Speaking at Luxembourg on a tour of NATO countries one day after ruling out closing the military prison at Guantanamo Bay, Donald Rumsfeld responded to reporters' questions on the issue: "Our goal is not to obviously have these people, but to have them off the street, but in the hands of the countries of origin, for the most part." However, he said Washington is waiting until Iraqi and Afghan authorities have the ability to handle dangerous prisoners.
"We have some that we would be delighted to release, large numbers as a matter of fact that we would like to give to the Iraqi government. But they lack the appropriate prisons, and the criminal justice system, at the present time to manage them and try them. We've been urging the Afghan government to get itself arranged with the appropriate kinds of prisons and criminal justice system, so that they could take the Afghans off our hands." (VOA, June 9)
Bush accuses Syria on Lebanon
President Bush says today he has receieved reports of covert Syrian interference in Lebanon, and the White House charged that it had information that Damascus had drawn up an assassination hit list targeting Lebanese political leaders. "Obviously we're going to follow up on these troubling reports, and we expect the Syrian government to follow up on these troubling reports," Bush told reporters. White House spokesman Scott McClellan said afterward that Washington had received information about a "Syrian hit list targeting key Lebanese public figures of various political and religious persuasions, for assassination."

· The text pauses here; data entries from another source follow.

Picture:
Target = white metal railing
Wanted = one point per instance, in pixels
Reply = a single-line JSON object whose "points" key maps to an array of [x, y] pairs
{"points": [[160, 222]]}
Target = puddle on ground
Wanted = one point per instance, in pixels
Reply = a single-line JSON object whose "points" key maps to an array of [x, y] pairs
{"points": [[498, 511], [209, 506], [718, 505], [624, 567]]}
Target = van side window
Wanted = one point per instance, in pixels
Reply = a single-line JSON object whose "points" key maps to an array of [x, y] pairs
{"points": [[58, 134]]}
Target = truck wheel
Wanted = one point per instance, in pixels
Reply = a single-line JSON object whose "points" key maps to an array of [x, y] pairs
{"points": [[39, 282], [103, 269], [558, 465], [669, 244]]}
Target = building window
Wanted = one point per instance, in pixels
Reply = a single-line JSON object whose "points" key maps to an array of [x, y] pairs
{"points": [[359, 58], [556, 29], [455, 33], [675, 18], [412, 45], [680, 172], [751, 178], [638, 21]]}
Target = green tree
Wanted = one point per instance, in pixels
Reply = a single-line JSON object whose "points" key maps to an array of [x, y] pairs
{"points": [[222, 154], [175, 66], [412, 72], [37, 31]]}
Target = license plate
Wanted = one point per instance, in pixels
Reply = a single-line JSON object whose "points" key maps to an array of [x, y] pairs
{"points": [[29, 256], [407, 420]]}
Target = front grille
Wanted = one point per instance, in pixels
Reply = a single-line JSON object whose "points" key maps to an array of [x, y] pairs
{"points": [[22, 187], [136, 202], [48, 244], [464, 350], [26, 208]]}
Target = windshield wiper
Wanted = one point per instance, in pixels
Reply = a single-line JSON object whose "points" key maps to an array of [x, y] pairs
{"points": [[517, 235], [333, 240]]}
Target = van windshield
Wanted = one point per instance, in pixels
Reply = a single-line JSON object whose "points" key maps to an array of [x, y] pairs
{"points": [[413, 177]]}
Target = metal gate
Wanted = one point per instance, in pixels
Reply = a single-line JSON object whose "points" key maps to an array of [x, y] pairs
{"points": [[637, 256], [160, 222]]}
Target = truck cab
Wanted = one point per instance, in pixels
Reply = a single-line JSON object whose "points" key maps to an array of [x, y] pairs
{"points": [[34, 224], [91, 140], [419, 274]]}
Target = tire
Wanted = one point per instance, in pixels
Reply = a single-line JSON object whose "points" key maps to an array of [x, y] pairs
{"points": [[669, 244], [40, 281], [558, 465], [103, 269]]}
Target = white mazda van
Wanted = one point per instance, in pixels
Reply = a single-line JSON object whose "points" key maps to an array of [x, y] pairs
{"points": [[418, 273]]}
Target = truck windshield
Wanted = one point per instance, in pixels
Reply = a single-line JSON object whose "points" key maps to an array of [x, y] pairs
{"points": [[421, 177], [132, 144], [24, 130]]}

Northern Mexico violence escalates
When Alejandro Dominguez was sworn in as police chief of violence-torn Nuevo Laredo June 8, reporters asked him if he was afraid of dying. "I believe the corrupt officials are the ones who are scared," replied Dominguez, 52, former head of Nuevo Laredo's Chamber of Commerce and a veteran of the federal Attorney General's office. "The only people I work for are the public." Six hours later, Dominguez lay dead, felled by a fusillade of bullets as he left his office in the center of town. He was the seventh--and most senior--police officer killed since January in this city of 500,000 people across the border from Laredo, TX.
World military spending tops $1 trillion
World military spending rose for a sixth year running in 2004, growing by 5% to $1.04 trillion on the back of "massive" US budgetary allocations for its war on terror, Stockholm International Peace Research Institute (SIPRI) says in its annual yearbook. World military expenditure was still 6 percent below all-time highs recorded in 1987-88 toward the end of the Cold War. With expenditure of $455 billion, the United States accounted for almost half the global figure, more than the combined total of the 32 next most powerful nations. "The major determinant of the world trend in military expenditure is the change in the United States, with its 47 percent of the world total," the Swedish government-funded institute said. US spending "has increased rapidly during the period 2002-2004 as a result of massive budgetary allocations for the 'global war on terrorism', primarily for military operations in Afghanistan and Iraq," it added.